The css selector for finding a valid node to convert into a kroki diagram checks for either pre[lang="#{diagram_type}"] > code or for pre > code[lang="#{diagram_type}"], but the diagram type is then set using node.parent['lang'] || node['lang'].

So if the code block has a valid lang (such as wavedrom) then the css selector will match, but if the parent pre also has a lang attribute then it will be the one that is used and can be an arbitrary value.

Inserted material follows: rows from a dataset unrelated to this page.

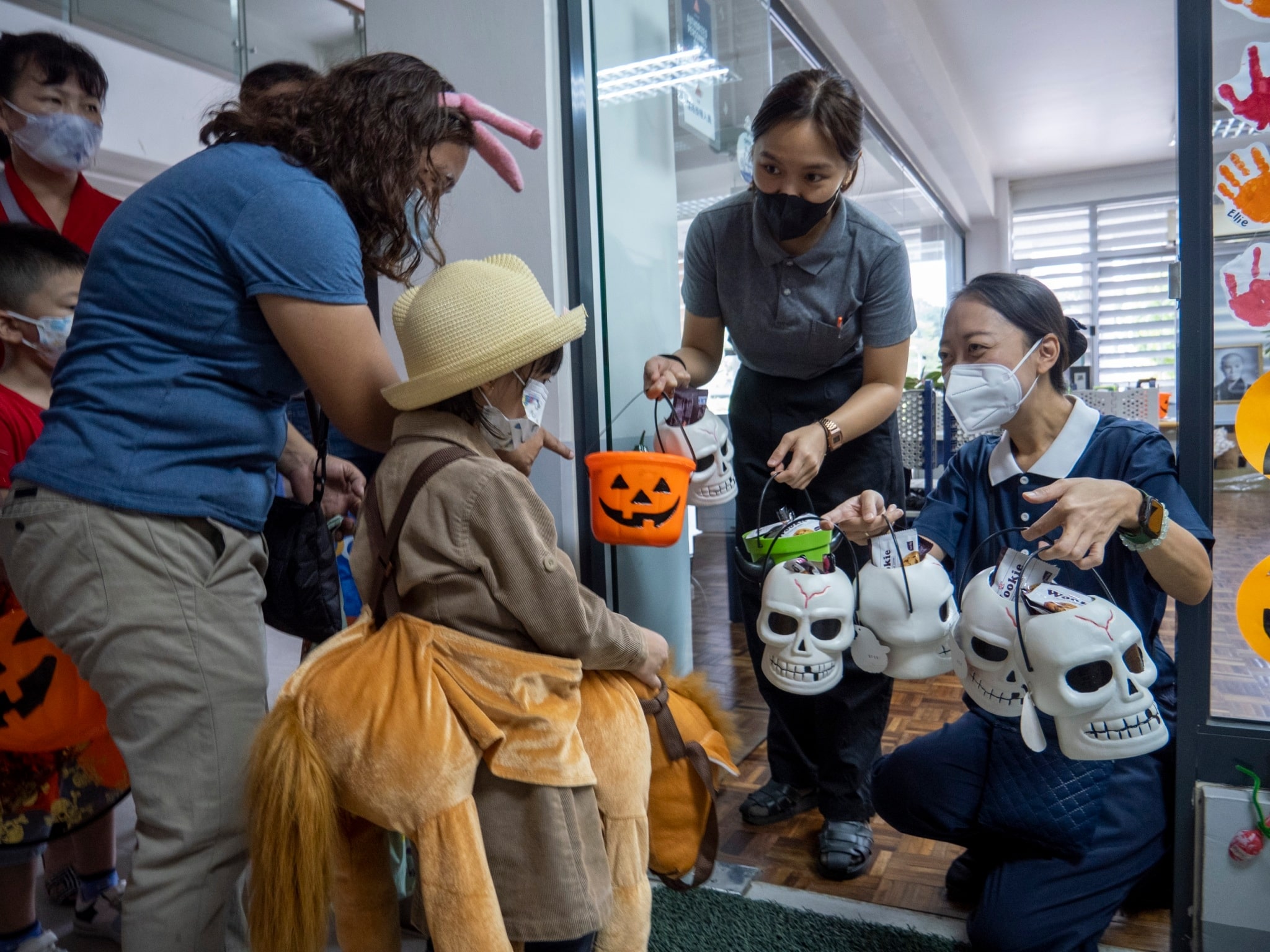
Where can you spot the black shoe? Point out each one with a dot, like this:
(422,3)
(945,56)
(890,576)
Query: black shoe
(775,801)
(966,879)
(846,847)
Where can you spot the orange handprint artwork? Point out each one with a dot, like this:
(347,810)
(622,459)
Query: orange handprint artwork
(1246,195)
(1248,94)
(1253,304)
(1253,9)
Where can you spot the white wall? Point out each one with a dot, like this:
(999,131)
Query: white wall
(987,242)
(153,110)
(1098,186)
(507,58)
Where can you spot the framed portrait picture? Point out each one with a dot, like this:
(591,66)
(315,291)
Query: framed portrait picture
(1081,377)
(1235,368)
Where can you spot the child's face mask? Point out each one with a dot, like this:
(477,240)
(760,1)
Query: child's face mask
(52,334)
(505,433)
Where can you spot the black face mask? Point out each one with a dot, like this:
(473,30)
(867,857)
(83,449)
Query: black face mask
(791,216)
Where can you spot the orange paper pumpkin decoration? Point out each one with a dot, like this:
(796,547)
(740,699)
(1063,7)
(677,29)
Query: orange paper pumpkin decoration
(1253,426)
(637,499)
(43,702)
(1253,609)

https://gitlab.com/gitlab-org/gitlab/-/blob/v15.6.2-ee/lib/banzai/filter/kroki_filter.rb#L17

        diagram_selectors = ::Gitlab::Kroki.formats(settings)
                                .map do |diagram_type|
                                  %(pre[lang="#{diagram_type}"] > code,
                                  pre > code[lang="#{diagram_type}"])
                                end
                                .join(', ')

        xpath = Gitlab::Utils::Nokogiri.css_to_xpath(diagram_selectors)
        return doc unless doc.at_xpath(xpath)

        diagram_format = "svg"
        doc.xpath(xpath).each do |node|
          diagram_type = node.parent['lang'] || node['lang']
          diagram_src = node.content
          image_src = create_image_src(diagram_type, diagram_format, diagram_src)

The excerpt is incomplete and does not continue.